Das Bundesumweltministerium hat heute die Ergebnisse des Nitratberichtes bekanntgegeben. Vor fünf Monaten wurde der Bericht bereits an die EU-Kommission verschickt.

Fünf Monate, nachdem der Nitratbericht der Bundesregierung an die EU-Kommission geschickt worden war, wurde er heute offiziell von Bundesumweltministerin Barbara Hendricks vorgestellt. Der Bericht wurde vom Bundesministerium für Ernährung und Landwirtschaft und vom Umweltministerium zusammengestellt. Der Nitratbericht kann auf der Homepage des Ministeriums heruntergeladen werden.

 

Nitratbericht: Grundwasserzustand hat sich nicht verschlechtert

Demnach hat sich Grundwasserzustand in den vergangenen Jahren nicht wesentlich verbessert. Gegenüber den Messungen in der letzten Berichtsperiode von 2008 bis 2011 ist der Anteil der unbelasteten oder nur gering belasteten Grundwassermessstellen zwischen 2012 bis 2014 kaum gestiegen – prognostiziert worden war hingegen eine deutliche Verbesserung. Der jetzt vorgelegte Nitratbericht enthält erstmals Daten aus dem neu aufgestellten repräsentativen Messnetz. Darin werden im Gegensatz zum alten Belastungsmessnetz nicht mehr an rund 50 Prozent der Messstellen die Schwellenwerte überschritten, sondern nur noch an gut einem Viertel. Dies trägt dazu bei, die Diskussion um die Gewässerqualität zu versachlichen und den Gewässerzustand nicht schlechter darzustellen als er ist. Darauf wies der Deutsche Bauernverband in einer Pressemitteilung bereits vor Weihnachten hin.

 

82 Prozent der Messstellen halten Nitratschwellenwert ein

Laut DBV zeigt der Nitratbericht 2016 keinen generellen Trend zur Verschlechterung der Gewässerqualität. An einem Drittel der Messstellen nehme die Nitratkonzentrationen im Grundwasser ab, während die Anzahl an Messstellen mit zunehmenden Trends deutlich geringer ausfällt. Bei Oberflächengewässern zeige sich eine positive Entwicklung der Gewässerqualität. 93 Prozent der Messstellen in Flüssen weisen einen abnehmenden Trend der Nitratkonzentration auf, ebenso die meisten deutschen Seen.

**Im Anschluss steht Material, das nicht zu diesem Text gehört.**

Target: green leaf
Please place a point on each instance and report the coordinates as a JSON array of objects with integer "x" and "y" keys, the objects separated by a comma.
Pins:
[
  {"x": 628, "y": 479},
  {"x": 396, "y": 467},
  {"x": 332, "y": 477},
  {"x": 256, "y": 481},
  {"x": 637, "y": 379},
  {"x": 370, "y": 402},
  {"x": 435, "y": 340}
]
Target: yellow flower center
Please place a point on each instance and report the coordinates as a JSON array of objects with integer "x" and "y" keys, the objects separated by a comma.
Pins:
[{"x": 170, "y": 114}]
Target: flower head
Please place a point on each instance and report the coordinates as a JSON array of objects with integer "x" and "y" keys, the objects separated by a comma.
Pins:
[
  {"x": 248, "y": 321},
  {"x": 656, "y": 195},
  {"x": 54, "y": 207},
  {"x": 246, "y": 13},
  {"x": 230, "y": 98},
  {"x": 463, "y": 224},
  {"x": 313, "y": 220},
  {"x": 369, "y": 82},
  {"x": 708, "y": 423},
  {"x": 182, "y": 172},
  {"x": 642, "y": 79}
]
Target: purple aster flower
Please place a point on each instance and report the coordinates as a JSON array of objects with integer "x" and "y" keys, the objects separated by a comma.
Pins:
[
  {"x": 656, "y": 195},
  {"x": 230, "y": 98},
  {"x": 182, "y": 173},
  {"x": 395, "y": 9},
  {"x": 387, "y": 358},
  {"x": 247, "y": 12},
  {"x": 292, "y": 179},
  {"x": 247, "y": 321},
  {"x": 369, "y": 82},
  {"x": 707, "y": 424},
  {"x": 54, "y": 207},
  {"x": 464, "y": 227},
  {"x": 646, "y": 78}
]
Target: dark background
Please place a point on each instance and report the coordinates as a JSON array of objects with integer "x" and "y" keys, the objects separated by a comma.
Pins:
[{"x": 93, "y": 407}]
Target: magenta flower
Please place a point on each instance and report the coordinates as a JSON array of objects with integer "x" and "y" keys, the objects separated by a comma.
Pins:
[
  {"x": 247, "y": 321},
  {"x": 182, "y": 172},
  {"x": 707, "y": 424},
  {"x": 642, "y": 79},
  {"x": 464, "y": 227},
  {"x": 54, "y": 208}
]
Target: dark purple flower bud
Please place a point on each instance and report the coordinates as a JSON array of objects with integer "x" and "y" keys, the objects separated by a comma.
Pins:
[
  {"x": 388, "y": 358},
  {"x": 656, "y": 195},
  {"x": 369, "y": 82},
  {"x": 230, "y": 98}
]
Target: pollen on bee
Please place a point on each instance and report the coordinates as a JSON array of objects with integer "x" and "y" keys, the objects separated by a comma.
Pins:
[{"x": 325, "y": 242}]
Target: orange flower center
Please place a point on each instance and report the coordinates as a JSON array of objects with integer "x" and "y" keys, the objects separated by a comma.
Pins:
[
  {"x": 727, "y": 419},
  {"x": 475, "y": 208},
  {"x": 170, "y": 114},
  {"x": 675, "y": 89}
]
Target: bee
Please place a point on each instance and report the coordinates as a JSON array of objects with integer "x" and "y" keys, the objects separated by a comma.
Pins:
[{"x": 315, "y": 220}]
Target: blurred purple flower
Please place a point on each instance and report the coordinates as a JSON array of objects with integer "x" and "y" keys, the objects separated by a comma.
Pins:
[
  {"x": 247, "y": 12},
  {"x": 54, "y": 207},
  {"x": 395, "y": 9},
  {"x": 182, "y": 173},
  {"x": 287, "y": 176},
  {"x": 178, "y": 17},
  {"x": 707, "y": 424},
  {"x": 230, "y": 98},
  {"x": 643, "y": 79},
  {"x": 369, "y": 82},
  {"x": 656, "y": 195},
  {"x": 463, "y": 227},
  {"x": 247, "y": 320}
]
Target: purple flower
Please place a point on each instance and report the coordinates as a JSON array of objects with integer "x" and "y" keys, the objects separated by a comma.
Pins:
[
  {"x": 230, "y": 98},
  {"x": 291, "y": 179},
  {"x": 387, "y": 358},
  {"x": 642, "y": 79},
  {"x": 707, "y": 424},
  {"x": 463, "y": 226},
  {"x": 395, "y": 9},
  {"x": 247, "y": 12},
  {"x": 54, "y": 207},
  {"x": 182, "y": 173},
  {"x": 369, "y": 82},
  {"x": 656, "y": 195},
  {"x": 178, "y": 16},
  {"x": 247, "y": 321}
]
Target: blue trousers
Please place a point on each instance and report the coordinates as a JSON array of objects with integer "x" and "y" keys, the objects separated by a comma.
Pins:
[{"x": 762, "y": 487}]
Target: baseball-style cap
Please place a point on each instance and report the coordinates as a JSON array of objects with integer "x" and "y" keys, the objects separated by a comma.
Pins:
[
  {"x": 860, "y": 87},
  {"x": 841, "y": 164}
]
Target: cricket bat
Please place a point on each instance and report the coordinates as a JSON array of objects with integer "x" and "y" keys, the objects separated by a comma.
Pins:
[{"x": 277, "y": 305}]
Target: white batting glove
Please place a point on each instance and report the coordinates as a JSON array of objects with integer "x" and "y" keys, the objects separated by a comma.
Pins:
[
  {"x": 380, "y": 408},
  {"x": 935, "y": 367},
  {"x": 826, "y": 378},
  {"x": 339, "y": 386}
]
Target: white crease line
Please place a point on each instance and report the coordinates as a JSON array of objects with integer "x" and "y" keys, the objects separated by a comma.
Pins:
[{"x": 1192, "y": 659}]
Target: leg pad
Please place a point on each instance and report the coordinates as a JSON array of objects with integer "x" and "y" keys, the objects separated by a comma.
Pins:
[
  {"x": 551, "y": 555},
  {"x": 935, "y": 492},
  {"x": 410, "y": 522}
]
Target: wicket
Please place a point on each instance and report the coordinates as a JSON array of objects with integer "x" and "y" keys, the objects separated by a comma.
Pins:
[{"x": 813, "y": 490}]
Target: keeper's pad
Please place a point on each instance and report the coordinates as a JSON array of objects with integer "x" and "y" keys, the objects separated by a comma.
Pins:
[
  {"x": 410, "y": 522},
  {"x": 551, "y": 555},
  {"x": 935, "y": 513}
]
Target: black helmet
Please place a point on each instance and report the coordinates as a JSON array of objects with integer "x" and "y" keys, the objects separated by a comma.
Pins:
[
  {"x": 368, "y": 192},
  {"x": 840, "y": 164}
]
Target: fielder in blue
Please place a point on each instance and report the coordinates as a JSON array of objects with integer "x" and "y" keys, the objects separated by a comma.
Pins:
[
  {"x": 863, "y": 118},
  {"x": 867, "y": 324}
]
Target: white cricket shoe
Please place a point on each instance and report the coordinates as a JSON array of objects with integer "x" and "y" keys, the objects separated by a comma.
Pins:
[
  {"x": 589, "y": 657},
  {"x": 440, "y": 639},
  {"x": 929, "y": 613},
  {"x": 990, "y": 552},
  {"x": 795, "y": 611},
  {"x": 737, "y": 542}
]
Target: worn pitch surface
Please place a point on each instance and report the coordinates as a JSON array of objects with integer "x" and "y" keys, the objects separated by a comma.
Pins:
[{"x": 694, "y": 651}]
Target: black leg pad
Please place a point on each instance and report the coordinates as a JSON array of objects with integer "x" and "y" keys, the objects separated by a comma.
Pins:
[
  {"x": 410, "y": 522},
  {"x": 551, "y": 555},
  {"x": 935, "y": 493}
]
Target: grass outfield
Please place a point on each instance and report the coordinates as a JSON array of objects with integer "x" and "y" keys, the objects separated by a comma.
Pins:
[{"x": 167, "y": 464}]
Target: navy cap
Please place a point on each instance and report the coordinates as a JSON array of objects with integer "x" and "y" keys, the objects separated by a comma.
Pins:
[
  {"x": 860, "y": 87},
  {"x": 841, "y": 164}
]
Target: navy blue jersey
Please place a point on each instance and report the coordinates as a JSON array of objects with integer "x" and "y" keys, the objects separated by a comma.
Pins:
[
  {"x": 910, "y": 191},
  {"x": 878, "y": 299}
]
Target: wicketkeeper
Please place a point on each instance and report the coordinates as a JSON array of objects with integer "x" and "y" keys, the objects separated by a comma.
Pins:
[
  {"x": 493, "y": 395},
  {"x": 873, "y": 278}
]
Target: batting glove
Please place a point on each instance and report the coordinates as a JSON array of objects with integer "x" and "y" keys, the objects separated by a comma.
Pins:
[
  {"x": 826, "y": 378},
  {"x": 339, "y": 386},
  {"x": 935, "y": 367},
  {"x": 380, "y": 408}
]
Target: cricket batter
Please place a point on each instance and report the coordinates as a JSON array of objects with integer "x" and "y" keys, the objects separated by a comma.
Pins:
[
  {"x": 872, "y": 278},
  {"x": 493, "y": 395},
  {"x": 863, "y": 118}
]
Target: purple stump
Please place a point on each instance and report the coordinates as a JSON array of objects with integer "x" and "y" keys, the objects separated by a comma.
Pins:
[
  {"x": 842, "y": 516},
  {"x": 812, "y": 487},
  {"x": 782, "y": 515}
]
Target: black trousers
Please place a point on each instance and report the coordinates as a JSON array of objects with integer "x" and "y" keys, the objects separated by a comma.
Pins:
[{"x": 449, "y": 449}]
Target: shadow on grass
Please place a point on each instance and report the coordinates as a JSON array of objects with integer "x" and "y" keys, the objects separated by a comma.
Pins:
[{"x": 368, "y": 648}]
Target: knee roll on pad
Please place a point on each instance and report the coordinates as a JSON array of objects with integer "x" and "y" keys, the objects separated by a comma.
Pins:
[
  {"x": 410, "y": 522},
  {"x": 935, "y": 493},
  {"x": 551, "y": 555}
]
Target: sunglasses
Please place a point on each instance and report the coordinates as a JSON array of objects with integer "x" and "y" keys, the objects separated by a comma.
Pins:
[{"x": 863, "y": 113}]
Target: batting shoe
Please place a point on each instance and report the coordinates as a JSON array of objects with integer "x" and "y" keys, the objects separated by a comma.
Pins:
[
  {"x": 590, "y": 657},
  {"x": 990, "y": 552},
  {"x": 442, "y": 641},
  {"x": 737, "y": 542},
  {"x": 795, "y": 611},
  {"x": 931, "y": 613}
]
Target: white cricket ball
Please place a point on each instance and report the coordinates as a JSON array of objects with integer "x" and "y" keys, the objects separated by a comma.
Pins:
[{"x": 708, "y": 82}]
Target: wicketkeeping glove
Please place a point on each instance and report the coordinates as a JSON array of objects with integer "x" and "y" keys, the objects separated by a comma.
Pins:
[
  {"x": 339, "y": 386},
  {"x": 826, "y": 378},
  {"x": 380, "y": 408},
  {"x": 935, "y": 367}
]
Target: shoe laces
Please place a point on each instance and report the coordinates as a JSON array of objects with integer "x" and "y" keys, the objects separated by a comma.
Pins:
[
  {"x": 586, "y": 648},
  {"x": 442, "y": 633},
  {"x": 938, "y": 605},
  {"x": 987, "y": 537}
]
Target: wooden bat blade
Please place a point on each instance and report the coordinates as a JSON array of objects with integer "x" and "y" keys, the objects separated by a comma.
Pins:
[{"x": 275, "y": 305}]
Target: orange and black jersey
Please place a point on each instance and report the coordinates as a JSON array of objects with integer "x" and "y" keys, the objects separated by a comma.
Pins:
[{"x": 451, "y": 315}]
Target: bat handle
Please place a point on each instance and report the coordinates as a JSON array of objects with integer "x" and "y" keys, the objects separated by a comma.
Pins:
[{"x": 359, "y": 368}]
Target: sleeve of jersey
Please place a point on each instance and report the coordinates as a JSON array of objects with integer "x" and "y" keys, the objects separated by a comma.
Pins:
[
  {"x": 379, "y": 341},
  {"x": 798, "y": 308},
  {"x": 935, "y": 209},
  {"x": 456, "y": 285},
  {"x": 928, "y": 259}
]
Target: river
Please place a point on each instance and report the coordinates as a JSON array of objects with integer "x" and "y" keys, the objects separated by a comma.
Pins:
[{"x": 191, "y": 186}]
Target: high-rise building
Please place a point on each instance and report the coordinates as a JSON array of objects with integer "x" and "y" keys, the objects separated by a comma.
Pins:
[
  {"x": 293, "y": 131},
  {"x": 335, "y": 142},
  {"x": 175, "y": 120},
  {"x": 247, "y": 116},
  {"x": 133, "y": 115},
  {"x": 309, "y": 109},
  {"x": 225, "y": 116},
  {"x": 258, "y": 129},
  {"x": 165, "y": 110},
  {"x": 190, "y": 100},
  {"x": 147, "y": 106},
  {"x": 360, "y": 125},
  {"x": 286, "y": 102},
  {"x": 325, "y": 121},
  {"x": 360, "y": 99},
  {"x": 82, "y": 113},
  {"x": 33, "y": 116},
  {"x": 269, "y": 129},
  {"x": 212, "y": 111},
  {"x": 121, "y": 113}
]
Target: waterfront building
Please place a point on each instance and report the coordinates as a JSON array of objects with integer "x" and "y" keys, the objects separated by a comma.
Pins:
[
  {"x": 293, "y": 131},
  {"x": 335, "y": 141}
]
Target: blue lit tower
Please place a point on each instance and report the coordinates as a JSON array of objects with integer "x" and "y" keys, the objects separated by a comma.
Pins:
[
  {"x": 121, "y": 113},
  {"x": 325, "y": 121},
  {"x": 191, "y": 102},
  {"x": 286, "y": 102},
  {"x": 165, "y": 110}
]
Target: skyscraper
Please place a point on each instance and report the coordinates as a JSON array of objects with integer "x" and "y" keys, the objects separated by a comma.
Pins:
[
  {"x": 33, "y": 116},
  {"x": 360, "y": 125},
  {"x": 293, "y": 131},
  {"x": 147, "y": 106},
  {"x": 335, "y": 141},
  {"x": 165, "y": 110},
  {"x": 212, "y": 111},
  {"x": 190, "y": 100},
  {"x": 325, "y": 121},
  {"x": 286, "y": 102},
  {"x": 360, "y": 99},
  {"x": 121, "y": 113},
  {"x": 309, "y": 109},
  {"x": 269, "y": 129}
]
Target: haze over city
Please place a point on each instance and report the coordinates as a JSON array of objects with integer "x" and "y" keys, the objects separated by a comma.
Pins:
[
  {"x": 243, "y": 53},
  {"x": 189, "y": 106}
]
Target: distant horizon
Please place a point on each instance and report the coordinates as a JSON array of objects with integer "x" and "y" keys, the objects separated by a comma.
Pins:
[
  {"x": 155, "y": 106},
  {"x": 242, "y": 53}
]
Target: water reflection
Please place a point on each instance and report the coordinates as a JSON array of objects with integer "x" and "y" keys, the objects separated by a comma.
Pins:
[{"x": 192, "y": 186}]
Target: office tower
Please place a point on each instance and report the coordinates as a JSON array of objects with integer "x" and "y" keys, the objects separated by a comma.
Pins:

Der Nitratbericht wertet erstmals auch die Einträge von Phosphor in Seen, Flüsse und Küstengewässer aus. Die Phosphoreinträge sind zwischen 2012 und 2014 deutlicher zurückgegangen. Der angestrebte Zielwert – hier existieren je nach Gewässertyp unterschiedliche Vorgaben – wird jedoch an ca. 65 Prozent der Messstellen an Oberflächengewässern überschritten.

Länder müssen endlich Düngeverordnung zustimmen

Die EU-Kommission hatte Deutschland schon im November wegen zu hoher Nitratwerte vor dem Europäischen Gerichtshof (EuGH) verklagt. Als Hauptursache gilt der übermäßige Einsatz von stickstoffhaltigem Dünger in der Landwirtschaft.

Die Bundesregierung hat deshalb strengere Regeln beim Einsatz von landwirtschaftlichen Düngern auf den Weg gebracht. Ab diesem Jahr sollen demnach bei der Düngeverordnung neue Vorgaben gelten, die mittelfristig zu weniger Nitrat in den Gewässern führen und die Eutrophierung deutlich verringern sollen. Die parlamentarischen Beratungen zur Novelle des Düngegesetzes und die Verhandlungen zwischen Bund und Ländern zur Änderung der Düngeverordnung müssen jetzt zügig finalisiert werden.